I was always the first to level the blame
And lay before others the story of shame.

I remember the time where a fellow servant of mine
At a time of great stress, in anger crossed the line.
I told everyone the flaws he had shown,
How he could not be trusted for his stack he had blown.

Then there was the time where a new sister slipped,
Committing a sin as over a stumbling-block she tripped.
It was not that she did not love her God,
But only through ignorance that path she had trod.

But I with great bombast proclaimed before all
The shame and indiscretion that brought forth her fall.
I brought her to shame before all that did count
And showed her we all knew she would give account.

However, the day came when it was my turn.
I made the mistake and I knew it would burn.
I knew how others would respond to my plight,
Because I had done the same and it left me in fright.

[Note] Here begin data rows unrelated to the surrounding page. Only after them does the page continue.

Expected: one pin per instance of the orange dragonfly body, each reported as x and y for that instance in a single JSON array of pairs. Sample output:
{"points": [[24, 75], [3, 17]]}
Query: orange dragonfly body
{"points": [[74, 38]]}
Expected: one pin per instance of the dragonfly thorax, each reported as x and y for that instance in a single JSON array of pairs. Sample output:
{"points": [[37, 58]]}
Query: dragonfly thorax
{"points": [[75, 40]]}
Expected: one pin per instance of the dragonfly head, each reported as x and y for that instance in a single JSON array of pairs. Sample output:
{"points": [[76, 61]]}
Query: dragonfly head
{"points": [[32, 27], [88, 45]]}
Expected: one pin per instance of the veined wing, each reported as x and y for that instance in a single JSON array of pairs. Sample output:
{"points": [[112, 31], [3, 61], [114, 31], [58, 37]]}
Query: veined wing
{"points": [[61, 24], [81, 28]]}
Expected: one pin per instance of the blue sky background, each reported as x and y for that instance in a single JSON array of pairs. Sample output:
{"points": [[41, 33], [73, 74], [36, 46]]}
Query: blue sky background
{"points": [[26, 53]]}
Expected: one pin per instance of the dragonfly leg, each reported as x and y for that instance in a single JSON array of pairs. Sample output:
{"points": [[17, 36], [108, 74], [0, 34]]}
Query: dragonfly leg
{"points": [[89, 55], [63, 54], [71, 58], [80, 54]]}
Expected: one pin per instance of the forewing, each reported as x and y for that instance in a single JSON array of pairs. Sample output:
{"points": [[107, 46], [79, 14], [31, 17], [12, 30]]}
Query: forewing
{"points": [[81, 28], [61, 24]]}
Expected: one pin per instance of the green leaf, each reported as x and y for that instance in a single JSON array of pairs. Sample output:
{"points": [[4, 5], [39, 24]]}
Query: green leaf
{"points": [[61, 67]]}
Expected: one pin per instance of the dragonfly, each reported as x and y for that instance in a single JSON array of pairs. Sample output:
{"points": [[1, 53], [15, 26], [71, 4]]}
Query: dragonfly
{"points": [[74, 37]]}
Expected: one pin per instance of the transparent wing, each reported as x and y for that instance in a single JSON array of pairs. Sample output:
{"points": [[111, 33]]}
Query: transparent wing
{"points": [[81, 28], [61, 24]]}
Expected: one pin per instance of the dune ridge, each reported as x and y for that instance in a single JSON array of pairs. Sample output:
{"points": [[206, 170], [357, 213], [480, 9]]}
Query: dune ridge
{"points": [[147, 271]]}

I never would have thought to receive the reaction
That my brothers and sisters returned for my actions.
Instead of returning my own spite to me,
With love and compassion they set me free.

Their reaction to me caused more shame than the error,
For I had so often rebuked them with furor.
When I made the mistake I forevermore found
That life is incomplete until mercy and truth abound.

Let us always remember the values of right,
To show love and compassion, whatever the fight.
Our job is not to show ourselves better than others,
But with mercy and truth to lift up our brothers.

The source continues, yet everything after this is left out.